Texas GOP rejects secession ballot initiative

The Burnet Flag was adopted by the Texan Congress on December 10, 1836, was the first "official" flag of the Texas Republic, according to Wikipedia.

Also rejects moving convention from Dallas because of LGBT protections

The Associated Press reported that the Texas Republican Party has rejected a proposed, non- binding ballot initiative that would have let its 2016 primary voters mull secession.

“State Republican Executive Committee members used a voice vote during their meeting in Austin on Saturday to defeat an effort to put whether Texas should leave the United States on the March 1 ballot.

“It would have read: ‘If the federal government continues to disregard the Constitution’ and Texas sovereignty, the state ‘should reassert the prior status as an independent nation.’”

Reaction, both from members of the State Republican Executive Committee which rejected the proposed addition to the GOP primary ballot, and from political observers, was swift.

“Tanya Robertson, the SREC member who introduced the proposal, argued at the executive committee meeting in Austin that the measure would have been ‘harmless,’ allowing voters to register an ‘opinion only,’” according to The Texas Tribune. “She also suggested the ballot language would have helped ‘get out the vote’ among some Texas Republicans who have been sitting out recent elections.”

“Opponents of the proposal argued it would have been an unproductive way for Texans to register their dissatisfaction with the federal government, however strongly they feel. One of the opponents, SREC member Mike Goldman, said he was ‘sorry we are even having the conversation’ about secession.”

Texas Democratic Party Executive Director Crystal Kay Perkins said in a statement:

“While Democrats put forth solutions that are going to improve the daily lives of Texas families, Republicans were considering whether or not to put an un-American, unpatriotic Texas secession proposal on their ballot.
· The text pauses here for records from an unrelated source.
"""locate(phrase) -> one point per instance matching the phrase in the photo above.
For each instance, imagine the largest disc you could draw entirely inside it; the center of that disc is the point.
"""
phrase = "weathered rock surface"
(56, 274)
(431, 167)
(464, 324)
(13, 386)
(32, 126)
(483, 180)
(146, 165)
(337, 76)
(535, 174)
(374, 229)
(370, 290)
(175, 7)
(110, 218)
“At the very least the Republican party bosses still believe they are Americans. We’ll never know if their fringe primary base would have voted for secession. They didn’t get the opportunity.

“What remains clear is that the Tea Party has taken over the Republican Party. Every hardworking Texan should be worried that fringe issues are now the hot topic in the same party that controls state government. Rest in Peace, GOP.”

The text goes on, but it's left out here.